Holland adds that AV professionals are now asking to connect multiple monitors to a single workstation, with the aim of improving daily work productivity. “The introduction of 4K/8K KVM extenders has given users the option of either mirroring the desktop onto the alternate monitor or extending the screen so that the desktop stretches across both displays,” he says. “Next generation IP KVM will also make it much easier to remote into any computer at any location as if it is located at the user’s desk.”

An aspect of KVM that might not spring immediately to mind – but which is crucial when it comes to any computer-based operation – is security. With the ever present threat of cyber attacks, ransom strikes and infiltration, this major issue is, as John Hickey, senior director of R&D and KVM systems at Black Box, highlights, is of the greatest importance. 
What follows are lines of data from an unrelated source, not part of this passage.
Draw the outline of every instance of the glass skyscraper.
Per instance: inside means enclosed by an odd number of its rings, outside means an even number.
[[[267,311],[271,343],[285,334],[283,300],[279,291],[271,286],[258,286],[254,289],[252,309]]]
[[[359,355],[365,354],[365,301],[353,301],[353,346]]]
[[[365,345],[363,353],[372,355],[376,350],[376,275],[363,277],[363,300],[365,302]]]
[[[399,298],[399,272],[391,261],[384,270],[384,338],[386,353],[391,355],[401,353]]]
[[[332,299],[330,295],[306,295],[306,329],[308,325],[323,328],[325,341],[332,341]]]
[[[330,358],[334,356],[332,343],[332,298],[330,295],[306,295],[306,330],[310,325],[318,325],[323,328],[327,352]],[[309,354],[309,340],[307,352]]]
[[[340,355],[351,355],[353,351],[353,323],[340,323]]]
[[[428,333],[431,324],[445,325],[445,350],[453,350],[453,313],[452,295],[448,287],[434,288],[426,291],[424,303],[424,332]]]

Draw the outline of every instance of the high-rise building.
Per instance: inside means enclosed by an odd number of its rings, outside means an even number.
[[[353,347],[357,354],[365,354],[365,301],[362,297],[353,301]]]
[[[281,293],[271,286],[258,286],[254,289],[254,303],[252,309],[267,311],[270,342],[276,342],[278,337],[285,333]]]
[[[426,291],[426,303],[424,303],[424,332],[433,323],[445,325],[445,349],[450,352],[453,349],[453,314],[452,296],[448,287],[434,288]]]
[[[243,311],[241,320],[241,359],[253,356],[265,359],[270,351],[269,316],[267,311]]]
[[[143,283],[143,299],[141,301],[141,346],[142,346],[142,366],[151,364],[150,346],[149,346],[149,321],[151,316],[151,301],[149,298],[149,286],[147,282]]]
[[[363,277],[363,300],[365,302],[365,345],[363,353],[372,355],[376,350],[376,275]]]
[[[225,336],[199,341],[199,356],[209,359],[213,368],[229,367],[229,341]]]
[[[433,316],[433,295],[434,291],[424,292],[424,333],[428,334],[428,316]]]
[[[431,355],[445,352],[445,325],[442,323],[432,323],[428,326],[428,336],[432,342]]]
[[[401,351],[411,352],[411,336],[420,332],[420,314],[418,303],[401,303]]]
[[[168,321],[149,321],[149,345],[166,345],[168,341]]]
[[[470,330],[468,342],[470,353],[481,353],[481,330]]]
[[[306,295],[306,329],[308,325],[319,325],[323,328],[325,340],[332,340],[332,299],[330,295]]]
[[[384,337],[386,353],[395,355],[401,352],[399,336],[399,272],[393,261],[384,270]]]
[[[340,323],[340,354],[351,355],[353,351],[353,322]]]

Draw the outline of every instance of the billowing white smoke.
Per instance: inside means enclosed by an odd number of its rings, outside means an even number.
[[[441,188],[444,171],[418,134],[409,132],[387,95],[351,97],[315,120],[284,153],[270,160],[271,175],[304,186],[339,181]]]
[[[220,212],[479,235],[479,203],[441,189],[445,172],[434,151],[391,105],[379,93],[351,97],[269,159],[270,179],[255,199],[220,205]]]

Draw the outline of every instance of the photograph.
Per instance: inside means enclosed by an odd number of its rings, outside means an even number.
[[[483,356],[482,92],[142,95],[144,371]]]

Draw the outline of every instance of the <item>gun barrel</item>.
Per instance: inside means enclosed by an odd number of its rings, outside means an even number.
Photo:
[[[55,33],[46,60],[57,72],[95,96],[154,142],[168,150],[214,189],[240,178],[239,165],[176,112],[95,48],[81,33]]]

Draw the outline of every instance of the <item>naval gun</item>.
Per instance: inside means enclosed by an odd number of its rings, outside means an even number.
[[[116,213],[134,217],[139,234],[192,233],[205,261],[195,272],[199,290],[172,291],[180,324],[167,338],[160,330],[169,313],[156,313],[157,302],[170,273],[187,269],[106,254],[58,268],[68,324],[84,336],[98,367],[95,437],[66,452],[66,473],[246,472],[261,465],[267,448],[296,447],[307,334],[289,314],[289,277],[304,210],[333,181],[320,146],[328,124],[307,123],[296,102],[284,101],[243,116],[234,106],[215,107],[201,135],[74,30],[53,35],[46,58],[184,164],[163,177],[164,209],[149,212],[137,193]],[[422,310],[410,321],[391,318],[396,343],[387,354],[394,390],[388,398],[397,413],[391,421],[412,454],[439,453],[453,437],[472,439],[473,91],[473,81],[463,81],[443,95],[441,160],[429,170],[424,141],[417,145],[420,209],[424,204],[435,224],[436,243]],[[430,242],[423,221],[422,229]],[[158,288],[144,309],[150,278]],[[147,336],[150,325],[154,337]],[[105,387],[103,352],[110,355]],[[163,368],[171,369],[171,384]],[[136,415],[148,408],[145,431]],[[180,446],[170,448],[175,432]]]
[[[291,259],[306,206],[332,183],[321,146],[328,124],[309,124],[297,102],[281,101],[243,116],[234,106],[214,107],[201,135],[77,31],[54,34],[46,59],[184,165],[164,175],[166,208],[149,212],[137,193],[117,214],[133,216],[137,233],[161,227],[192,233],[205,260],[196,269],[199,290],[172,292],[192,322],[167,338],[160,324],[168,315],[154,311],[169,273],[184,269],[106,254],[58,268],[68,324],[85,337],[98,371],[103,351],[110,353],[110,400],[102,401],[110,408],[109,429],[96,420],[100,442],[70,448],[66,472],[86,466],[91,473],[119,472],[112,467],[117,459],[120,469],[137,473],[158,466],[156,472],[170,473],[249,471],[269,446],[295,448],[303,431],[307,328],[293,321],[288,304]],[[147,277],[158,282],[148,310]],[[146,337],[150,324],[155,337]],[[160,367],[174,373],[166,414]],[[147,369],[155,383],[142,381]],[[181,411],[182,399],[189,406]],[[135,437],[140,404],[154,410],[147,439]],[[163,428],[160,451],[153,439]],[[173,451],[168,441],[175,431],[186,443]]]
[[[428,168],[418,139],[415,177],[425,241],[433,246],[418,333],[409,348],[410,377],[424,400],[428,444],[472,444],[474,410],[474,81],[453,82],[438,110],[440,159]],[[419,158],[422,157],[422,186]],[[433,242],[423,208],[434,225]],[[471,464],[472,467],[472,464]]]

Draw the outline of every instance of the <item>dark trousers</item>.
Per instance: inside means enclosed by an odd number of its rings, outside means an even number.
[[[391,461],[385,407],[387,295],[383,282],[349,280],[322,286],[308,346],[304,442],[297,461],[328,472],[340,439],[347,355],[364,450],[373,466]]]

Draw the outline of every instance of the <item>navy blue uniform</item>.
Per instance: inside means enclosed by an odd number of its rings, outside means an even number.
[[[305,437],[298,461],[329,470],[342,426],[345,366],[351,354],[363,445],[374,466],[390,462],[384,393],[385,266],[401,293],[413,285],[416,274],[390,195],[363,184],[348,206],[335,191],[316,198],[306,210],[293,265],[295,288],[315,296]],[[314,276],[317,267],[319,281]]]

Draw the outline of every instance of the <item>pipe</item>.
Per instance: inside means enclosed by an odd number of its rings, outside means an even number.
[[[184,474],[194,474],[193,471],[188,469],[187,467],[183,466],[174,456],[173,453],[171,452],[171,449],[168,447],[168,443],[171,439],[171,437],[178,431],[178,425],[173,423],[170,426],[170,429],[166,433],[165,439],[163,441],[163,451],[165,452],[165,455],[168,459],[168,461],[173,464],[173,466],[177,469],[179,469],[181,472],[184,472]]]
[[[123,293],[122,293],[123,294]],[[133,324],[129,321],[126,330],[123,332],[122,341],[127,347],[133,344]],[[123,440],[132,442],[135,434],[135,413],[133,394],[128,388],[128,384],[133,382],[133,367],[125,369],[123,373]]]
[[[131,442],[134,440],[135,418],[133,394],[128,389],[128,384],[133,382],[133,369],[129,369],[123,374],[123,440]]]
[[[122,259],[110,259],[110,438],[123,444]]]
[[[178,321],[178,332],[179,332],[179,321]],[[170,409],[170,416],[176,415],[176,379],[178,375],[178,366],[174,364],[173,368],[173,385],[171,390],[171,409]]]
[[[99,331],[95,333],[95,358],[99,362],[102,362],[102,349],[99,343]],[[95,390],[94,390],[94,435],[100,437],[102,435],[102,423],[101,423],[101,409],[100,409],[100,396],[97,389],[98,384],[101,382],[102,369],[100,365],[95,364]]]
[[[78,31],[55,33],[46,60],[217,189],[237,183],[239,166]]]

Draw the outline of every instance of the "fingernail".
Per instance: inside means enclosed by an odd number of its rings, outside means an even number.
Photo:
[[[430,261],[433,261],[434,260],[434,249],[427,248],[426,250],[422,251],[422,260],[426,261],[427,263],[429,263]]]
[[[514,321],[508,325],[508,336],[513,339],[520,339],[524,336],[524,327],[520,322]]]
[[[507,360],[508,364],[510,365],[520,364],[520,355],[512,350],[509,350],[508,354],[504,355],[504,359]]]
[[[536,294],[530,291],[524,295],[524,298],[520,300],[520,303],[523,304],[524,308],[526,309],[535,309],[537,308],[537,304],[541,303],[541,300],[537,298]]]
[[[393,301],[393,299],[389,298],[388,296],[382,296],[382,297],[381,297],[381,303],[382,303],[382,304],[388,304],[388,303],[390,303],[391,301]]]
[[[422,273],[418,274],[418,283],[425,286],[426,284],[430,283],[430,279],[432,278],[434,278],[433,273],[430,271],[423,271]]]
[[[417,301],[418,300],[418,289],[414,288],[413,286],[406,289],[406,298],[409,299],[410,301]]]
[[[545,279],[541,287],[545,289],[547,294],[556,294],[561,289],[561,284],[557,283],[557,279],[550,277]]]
“While security has always been core to KVM, in the past 12 months we have seen an increasing focus on it, with more detailed questions around user rights management, access control, and cyber security,” he says. “More and more often, we see people looking for details on how we manage security and protect against attacks. Customers are particularly looking to ensure the KVM system integrates seamlessly into their networks and is a good actor within their IT framework, compatible with Active Directory, SNMP trap managers and Syslogs.”

In these days of touch screens and voice control, it could be assumed that KVM is outdated and ready to be replaced by some innovative new technology. Hickey acknowledges that while there is a move to touch panels and X-key (programmable keypad) devices, these are being used in conjunction with the existing interface infrastructure. “Touch screens and X-keys are being widely used within KVM to reduce the learning curve for operators,” he explains. “They simplify operation by eliminating the need to learn hot-key sequences or to pull up an on-screen display [OSD] and navigate through menus. It’s important to note that while KVM systems can operate with a touch-screen to allow OSD operation, not all do. To make it possible, the KVM system must feature a rich set of APIs that allow for integration with controllers, or the control device’s drivers must be embedded in the KVM receivers.”

As Hickey concludes, KVM in AV will continue to develop in relation to the main technologies being used in the field: IP networks for both self-contained installations and multiple sites, hybrid working involving physical and virtual machines and, inevitably, the cloud. As part of this, KVM may begin to become more of a background function, but it is likely to remain a key part of operations for some time to come.